Las cosas se apaciguan con su segundo Oscar a la mejor actriz por Anastasia (Anatole Litvak, 1956) que le supone la reconciliación no sólo con Hollywood, sino con su público. Además, compagina su carrera cinematográfica con el teatro y la televisión, rodando para esta última Hedda Gabler (Alex Segal, 1963) a partir de la obra de Henrik Ibsen que la actriz había representado sobre los escenarios.
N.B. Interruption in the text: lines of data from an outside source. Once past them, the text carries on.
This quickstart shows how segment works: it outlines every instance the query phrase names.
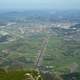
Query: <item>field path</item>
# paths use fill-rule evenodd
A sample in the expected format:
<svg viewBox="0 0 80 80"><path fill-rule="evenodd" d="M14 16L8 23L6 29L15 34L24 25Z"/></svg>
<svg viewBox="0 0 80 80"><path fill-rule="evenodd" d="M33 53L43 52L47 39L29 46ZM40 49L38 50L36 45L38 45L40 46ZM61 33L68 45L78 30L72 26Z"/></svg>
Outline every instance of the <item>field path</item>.
<svg viewBox="0 0 80 80"><path fill-rule="evenodd" d="M41 49L38 51L37 60L35 63L36 67L42 66L42 62L43 62L45 51L48 45L48 41L49 41L49 35L47 37L44 37L44 40L41 45Z"/></svg>

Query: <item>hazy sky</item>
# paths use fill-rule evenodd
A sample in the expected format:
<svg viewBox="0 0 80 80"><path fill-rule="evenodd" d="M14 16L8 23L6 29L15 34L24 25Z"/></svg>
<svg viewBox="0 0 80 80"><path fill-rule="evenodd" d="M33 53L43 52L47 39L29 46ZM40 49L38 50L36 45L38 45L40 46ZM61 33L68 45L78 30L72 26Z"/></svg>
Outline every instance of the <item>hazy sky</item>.
<svg viewBox="0 0 80 80"><path fill-rule="evenodd" d="M0 0L0 9L80 9L80 0Z"/></svg>

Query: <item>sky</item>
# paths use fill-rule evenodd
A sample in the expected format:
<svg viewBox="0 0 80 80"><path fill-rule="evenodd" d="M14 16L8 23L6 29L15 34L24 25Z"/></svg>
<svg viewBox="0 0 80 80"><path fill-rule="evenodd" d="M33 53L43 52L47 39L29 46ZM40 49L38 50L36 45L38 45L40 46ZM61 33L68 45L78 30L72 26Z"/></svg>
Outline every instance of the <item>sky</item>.
<svg viewBox="0 0 80 80"><path fill-rule="evenodd" d="M80 9L80 0L0 0L0 9Z"/></svg>

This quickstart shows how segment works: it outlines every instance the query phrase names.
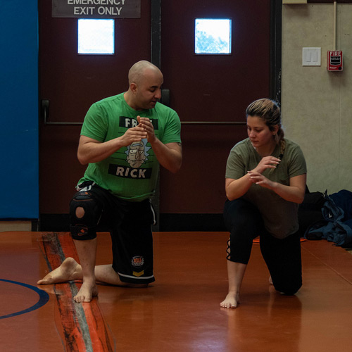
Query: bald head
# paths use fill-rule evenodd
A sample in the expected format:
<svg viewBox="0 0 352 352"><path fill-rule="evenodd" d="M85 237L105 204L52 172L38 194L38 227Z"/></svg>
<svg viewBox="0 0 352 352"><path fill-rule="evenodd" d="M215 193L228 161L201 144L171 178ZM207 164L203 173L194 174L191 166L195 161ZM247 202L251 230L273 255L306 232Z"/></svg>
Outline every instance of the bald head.
<svg viewBox="0 0 352 352"><path fill-rule="evenodd" d="M149 61L139 61L128 73L130 87L124 93L126 103L134 110L154 108L161 98L161 71Z"/></svg>
<svg viewBox="0 0 352 352"><path fill-rule="evenodd" d="M128 72L128 82L139 84L148 73L161 75L161 70L153 63L146 61L138 61L134 63Z"/></svg>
Y a pesar de que se reducen sus apariciones en la gran pantalla rueda algunos títulos destacados como Indiscreta (Indiscreet, Stanley Donen, 1958), El albergue de la sexta felicidad (The inn of the sixth happiness, Mark Robson, 1958), El Rolls–Royce amarillo (The yellow Rolls–Royce, Anthony Asquith, 1964), Asesinato en el Orient–Express (Murder on the Orient Express, Sidney Lumet, 1974) por la que recibe su tercer Oscar, pero en la categoría de mejor actriz secundaria, o la ya citada Sonata de Otoño con Ingmar Bergman y que para algunos es su mejor interpretación.

Y ahora, «mientras pasa el tiempo», Ingrid Bergman sigue ahí, viva, intacta. Aunque "congelada" dentro de un puñado de rollos de celuloide.